Configuring the Hive connector for partitioned write

You can configure a Hive Connector stage to connect to a Hive data source and write data to a partitioned table.

When a Hive connector stage is configured to perform partitioned write, each of the processing nodes of the stage reads a portion of data from the data source and the records are inserted to the partitioned table based on the partition key values.
  1. On the job design canvas, double-click Hive Connector stage, and then click the Stage tab.
  2. On the Advanced page, set Execution mode to Parallel, or Default(Parallel), and then click the Input tab.
  3. Define the INSERT statement that the connector uses at run time:
    • Set Generate SQL at runtime to No, and then specify the INSERT statement in the Insert statement property, or set the Read select statement from file to Yes, specify the name of the file in Select statement property and include the SELECT statement in that file.

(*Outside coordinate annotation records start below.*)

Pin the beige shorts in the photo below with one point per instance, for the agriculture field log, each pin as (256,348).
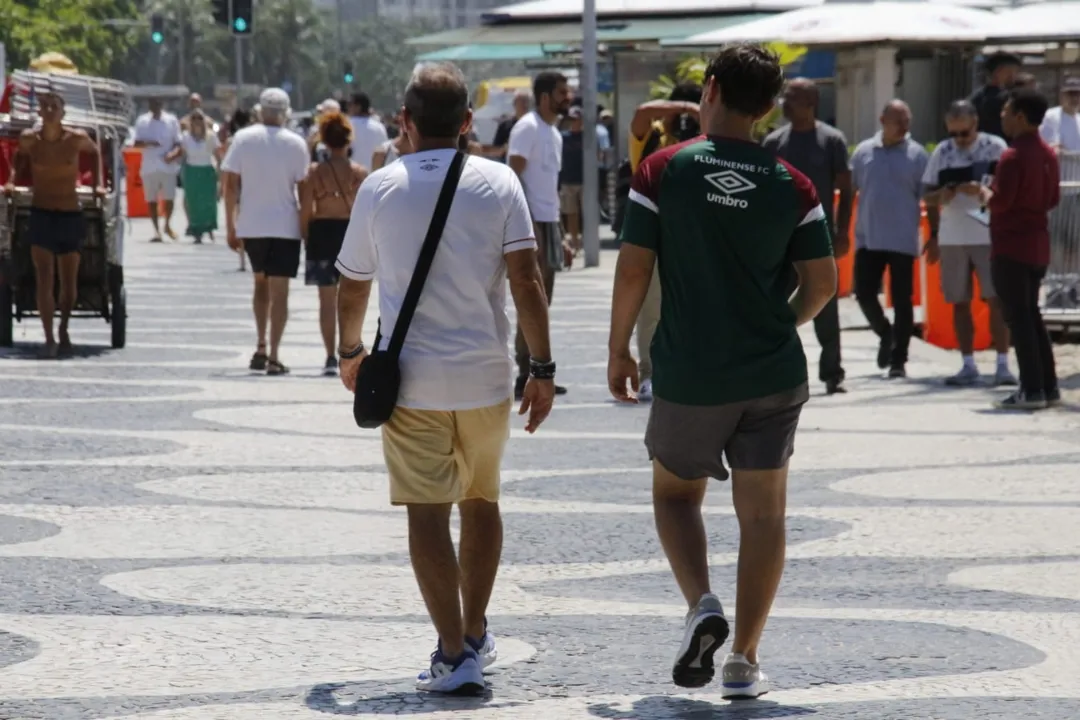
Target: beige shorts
(958,262)
(569,199)
(437,457)
(159,186)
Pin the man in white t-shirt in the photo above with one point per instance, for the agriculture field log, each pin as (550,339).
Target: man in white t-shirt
(953,179)
(535,152)
(368,133)
(158,135)
(1061,126)
(456,370)
(265,164)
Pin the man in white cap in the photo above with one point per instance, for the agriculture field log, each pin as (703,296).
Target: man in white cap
(265,164)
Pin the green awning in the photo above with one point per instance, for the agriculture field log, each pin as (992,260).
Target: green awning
(490,53)
(609,31)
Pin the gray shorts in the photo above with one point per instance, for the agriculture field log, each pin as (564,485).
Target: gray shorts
(958,262)
(691,440)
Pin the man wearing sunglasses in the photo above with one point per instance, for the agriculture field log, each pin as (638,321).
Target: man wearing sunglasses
(953,180)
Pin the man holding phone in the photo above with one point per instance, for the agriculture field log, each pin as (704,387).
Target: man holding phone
(954,179)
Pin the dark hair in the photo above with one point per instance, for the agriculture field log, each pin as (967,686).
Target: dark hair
(748,76)
(437,99)
(335,131)
(999,59)
(362,102)
(241,119)
(686,92)
(545,83)
(1030,104)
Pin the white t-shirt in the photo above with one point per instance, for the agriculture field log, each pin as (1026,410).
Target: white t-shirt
(367,135)
(1060,127)
(456,354)
(199,152)
(164,131)
(270,162)
(541,146)
(957,226)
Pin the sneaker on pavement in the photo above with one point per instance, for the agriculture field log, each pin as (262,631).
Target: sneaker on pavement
(460,676)
(1004,379)
(742,680)
(1022,401)
(706,629)
(645,391)
(885,352)
(966,378)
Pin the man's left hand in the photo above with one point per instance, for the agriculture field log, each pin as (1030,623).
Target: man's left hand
(349,368)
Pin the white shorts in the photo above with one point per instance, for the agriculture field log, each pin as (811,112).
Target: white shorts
(159,186)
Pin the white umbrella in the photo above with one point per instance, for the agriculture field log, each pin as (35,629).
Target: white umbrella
(860,23)
(1042,21)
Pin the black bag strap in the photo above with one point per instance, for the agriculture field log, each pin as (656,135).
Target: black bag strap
(427,254)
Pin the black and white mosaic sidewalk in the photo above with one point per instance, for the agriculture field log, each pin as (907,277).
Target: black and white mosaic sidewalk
(181,540)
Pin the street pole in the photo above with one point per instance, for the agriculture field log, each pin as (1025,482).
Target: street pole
(240,68)
(590,186)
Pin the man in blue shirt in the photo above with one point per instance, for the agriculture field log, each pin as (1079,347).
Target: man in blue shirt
(887,171)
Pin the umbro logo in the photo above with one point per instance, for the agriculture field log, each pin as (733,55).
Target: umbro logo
(729,182)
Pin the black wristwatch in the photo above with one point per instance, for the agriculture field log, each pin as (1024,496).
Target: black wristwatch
(541,369)
(351,353)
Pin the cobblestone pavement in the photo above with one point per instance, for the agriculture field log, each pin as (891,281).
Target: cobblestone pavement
(180,540)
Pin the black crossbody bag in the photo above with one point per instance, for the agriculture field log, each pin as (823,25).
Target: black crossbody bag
(379,377)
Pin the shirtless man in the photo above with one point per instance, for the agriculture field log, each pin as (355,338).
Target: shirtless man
(49,160)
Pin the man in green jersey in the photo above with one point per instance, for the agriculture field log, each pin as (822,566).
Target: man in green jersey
(727,220)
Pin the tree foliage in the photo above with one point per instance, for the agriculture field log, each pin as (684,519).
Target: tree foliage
(72,27)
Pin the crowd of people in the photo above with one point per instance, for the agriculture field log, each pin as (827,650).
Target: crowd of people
(728,245)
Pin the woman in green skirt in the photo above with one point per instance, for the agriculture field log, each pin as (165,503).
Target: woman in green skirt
(200,178)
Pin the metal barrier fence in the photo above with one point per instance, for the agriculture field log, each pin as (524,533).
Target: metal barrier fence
(1062,285)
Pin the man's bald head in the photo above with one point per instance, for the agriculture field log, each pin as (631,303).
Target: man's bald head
(436,100)
(895,121)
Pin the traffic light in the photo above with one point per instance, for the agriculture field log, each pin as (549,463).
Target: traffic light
(158,28)
(221,12)
(242,22)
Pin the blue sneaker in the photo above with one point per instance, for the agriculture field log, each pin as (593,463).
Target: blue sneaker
(460,676)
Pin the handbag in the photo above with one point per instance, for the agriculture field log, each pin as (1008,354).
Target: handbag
(379,377)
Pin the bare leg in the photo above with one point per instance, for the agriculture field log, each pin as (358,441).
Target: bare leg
(327,317)
(676,507)
(260,306)
(760,500)
(68,265)
(478,560)
(431,549)
(169,219)
(279,312)
(964,327)
(999,330)
(44,271)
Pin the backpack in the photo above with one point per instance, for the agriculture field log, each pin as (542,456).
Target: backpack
(623,175)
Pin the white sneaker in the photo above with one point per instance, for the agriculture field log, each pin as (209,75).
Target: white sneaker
(459,677)
(741,679)
(645,392)
(706,628)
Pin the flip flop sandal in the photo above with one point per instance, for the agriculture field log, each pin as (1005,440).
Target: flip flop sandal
(273,367)
(258,361)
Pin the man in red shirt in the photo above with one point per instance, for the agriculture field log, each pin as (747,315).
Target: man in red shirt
(1025,189)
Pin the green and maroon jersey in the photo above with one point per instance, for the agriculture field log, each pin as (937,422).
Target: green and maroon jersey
(726,219)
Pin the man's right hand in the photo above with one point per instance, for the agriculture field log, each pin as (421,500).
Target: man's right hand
(537,401)
(622,371)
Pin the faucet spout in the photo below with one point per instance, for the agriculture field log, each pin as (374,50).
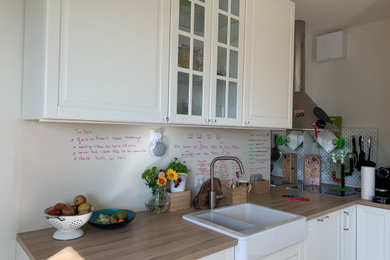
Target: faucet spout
(220,158)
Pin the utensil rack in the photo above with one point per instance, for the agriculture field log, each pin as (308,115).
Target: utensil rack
(326,166)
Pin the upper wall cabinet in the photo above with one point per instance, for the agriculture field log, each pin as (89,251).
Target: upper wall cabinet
(97,60)
(269,43)
(207,50)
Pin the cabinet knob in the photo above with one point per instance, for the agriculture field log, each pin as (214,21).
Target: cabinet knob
(323,219)
(346,221)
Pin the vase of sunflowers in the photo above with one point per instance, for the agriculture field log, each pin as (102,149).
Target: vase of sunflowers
(177,175)
(156,181)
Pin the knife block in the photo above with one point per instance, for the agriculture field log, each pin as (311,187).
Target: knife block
(260,187)
(180,200)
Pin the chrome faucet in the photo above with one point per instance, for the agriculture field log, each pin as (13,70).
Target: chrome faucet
(220,158)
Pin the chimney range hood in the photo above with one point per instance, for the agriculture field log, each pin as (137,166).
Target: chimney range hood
(305,111)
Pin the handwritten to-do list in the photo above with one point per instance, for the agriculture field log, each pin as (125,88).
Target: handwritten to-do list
(90,146)
(200,147)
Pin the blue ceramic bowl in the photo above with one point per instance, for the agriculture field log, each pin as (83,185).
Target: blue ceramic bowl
(110,212)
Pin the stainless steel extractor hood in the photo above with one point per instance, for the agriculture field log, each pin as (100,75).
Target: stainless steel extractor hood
(303,106)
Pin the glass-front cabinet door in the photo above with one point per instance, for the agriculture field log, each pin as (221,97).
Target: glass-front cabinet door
(227,62)
(190,66)
(206,61)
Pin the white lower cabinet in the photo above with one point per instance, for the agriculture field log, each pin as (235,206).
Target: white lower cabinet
(348,233)
(227,254)
(323,236)
(332,236)
(373,233)
(294,252)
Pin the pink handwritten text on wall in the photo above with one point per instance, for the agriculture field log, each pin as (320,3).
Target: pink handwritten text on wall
(88,146)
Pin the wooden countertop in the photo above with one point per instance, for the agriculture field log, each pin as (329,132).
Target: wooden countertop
(319,204)
(169,236)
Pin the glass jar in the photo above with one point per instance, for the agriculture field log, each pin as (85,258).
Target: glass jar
(159,202)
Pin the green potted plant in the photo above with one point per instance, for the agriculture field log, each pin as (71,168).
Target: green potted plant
(177,174)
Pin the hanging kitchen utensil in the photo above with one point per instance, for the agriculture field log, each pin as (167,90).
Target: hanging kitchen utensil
(294,139)
(369,163)
(323,118)
(362,155)
(354,151)
(275,153)
(321,114)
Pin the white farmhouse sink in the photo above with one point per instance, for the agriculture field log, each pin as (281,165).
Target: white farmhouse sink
(260,231)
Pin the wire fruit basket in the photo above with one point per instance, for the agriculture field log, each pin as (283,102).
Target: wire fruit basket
(68,227)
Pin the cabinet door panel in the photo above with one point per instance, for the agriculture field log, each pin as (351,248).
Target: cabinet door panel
(323,237)
(373,233)
(190,55)
(348,229)
(269,63)
(227,62)
(113,60)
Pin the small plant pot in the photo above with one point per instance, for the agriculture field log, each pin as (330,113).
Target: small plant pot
(179,186)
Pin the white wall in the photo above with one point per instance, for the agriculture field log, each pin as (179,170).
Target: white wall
(357,88)
(50,174)
(11,45)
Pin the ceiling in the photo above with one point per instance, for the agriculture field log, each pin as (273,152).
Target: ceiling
(324,16)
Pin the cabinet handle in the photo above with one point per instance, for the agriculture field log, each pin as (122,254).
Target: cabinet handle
(346,221)
(323,219)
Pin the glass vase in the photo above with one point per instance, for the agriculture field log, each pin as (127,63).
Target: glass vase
(159,202)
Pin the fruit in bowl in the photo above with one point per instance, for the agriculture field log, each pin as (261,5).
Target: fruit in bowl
(68,220)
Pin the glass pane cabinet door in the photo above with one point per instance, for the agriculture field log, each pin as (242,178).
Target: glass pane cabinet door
(189,62)
(226,69)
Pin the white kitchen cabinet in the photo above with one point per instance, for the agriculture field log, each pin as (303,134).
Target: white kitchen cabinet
(323,237)
(269,50)
(348,233)
(294,252)
(227,254)
(96,60)
(207,49)
(373,233)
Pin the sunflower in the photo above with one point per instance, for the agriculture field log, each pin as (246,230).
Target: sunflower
(162,181)
(172,175)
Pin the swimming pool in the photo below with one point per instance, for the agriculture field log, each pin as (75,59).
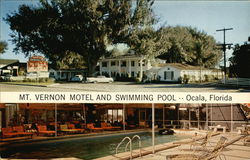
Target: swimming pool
(82,147)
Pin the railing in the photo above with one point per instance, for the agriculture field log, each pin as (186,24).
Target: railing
(139,141)
(242,82)
(129,143)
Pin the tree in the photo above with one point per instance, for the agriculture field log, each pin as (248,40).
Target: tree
(83,27)
(239,62)
(190,46)
(3,47)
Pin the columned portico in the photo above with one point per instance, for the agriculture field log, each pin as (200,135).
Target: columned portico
(129,67)
(100,68)
(119,67)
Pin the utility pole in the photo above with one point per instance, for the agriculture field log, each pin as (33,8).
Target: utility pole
(224,46)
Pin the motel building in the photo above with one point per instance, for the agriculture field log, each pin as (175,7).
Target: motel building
(130,64)
(155,69)
(37,66)
(90,131)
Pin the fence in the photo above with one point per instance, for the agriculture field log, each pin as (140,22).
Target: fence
(238,82)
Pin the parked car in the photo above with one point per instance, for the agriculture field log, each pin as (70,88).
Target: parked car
(77,78)
(99,79)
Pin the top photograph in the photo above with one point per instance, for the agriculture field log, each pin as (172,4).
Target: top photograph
(124,46)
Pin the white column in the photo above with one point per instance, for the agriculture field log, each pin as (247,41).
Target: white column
(198,117)
(56,119)
(141,69)
(189,116)
(100,67)
(109,68)
(153,127)
(206,117)
(119,67)
(123,117)
(232,125)
(163,123)
(84,115)
(211,120)
(129,67)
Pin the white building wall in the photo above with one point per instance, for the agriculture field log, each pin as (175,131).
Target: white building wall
(162,77)
(125,69)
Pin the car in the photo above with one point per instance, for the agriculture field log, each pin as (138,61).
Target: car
(77,78)
(100,79)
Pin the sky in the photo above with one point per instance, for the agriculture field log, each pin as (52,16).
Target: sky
(207,16)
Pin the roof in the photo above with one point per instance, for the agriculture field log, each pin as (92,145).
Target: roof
(8,61)
(180,66)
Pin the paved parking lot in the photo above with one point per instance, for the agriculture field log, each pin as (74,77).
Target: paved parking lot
(118,87)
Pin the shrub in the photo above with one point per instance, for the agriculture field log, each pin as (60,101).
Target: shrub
(186,79)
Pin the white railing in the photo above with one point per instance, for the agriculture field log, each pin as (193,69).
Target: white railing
(244,82)
(129,143)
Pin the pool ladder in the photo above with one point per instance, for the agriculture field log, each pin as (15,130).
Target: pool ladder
(129,143)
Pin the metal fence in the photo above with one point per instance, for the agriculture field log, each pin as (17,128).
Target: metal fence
(238,82)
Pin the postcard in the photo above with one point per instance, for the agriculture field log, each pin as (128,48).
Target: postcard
(125,79)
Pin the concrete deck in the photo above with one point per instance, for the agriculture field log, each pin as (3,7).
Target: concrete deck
(234,151)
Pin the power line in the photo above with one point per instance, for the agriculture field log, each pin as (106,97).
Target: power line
(224,47)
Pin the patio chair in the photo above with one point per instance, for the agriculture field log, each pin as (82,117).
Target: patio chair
(91,127)
(8,132)
(203,144)
(72,126)
(107,126)
(246,132)
(64,128)
(20,131)
(209,155)
(43,130)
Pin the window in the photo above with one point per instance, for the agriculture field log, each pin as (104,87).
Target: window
(113,63)
(132,74)
(124,64)
(104,64)
(132,63)
(168,75)
(114,115)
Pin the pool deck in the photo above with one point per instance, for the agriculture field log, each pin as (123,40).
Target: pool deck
(234,150)
(22,140)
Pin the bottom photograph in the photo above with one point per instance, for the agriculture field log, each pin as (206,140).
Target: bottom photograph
(124,131)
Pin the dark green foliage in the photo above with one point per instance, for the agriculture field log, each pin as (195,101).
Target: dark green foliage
(240,61)
(190,46)
(3,47)
(82,27)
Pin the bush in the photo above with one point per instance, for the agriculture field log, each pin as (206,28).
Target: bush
(186,79)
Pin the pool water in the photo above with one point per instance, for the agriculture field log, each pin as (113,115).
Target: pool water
(83,147)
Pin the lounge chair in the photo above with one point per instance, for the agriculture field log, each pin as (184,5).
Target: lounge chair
(91,127)
(203,144)
(20,131)
(64,128)
(208,155)
(8,132)
(79,130)
(107,126)
(246,132)
(43,130)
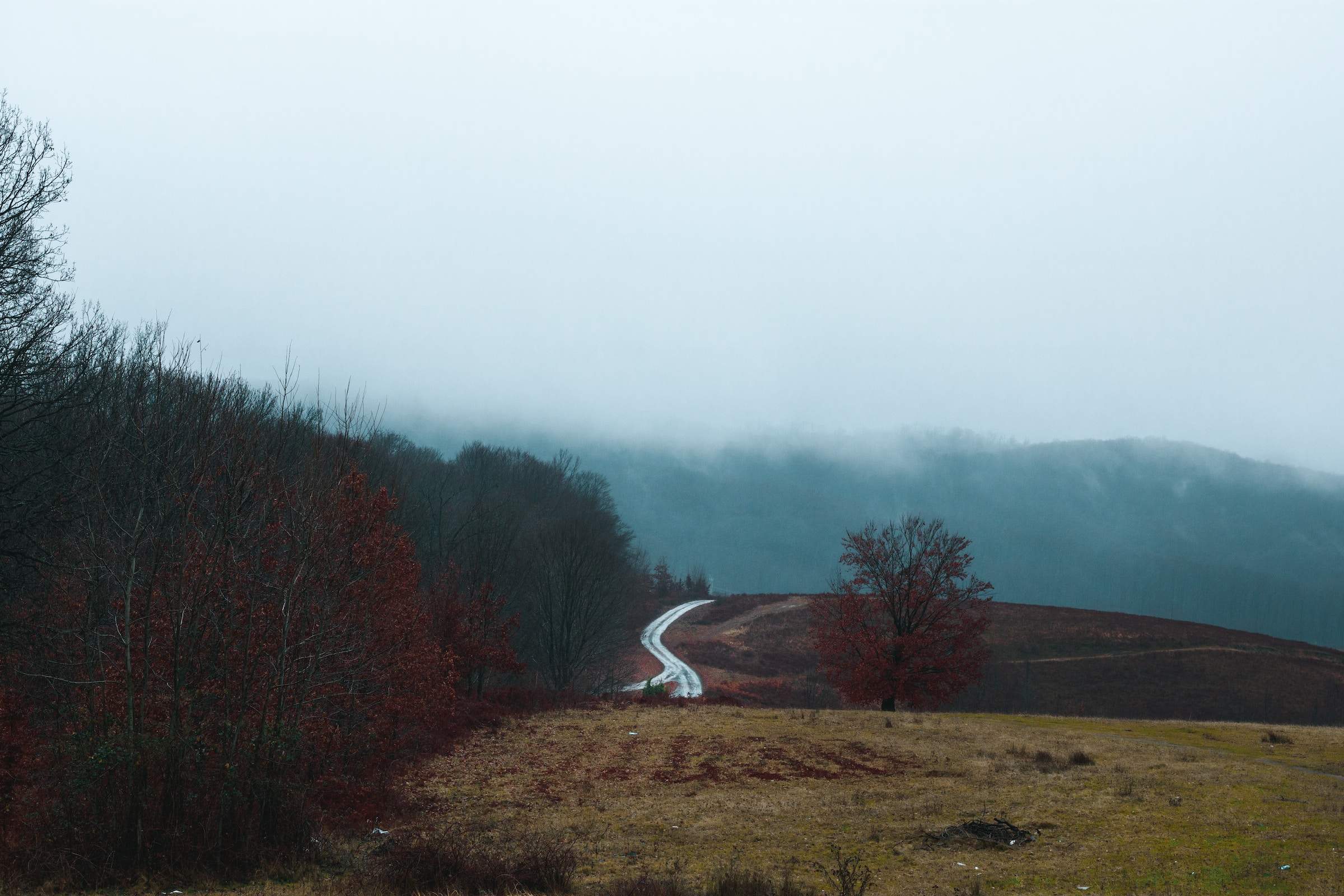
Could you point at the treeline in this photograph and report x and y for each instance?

    • Set Generate SQL at runtime to Yes and then specify the name of the target table in the Table name field.
  4. Set Enable partitioned write to Yes. The following INSERT statement is an example of the INSERT statement when Generate SQL at runtime to Yes. INSERT into MY_TABLE PARTITION(Field001 = ORCHESTRATE.Field001) VALUES (ORCHESTRATE.Field002, ORCHESTRATE.Field003). The column names that follow the word ORCHESTRATE must have the matching key columns on the input link.
  5. Click OK, and then save the job.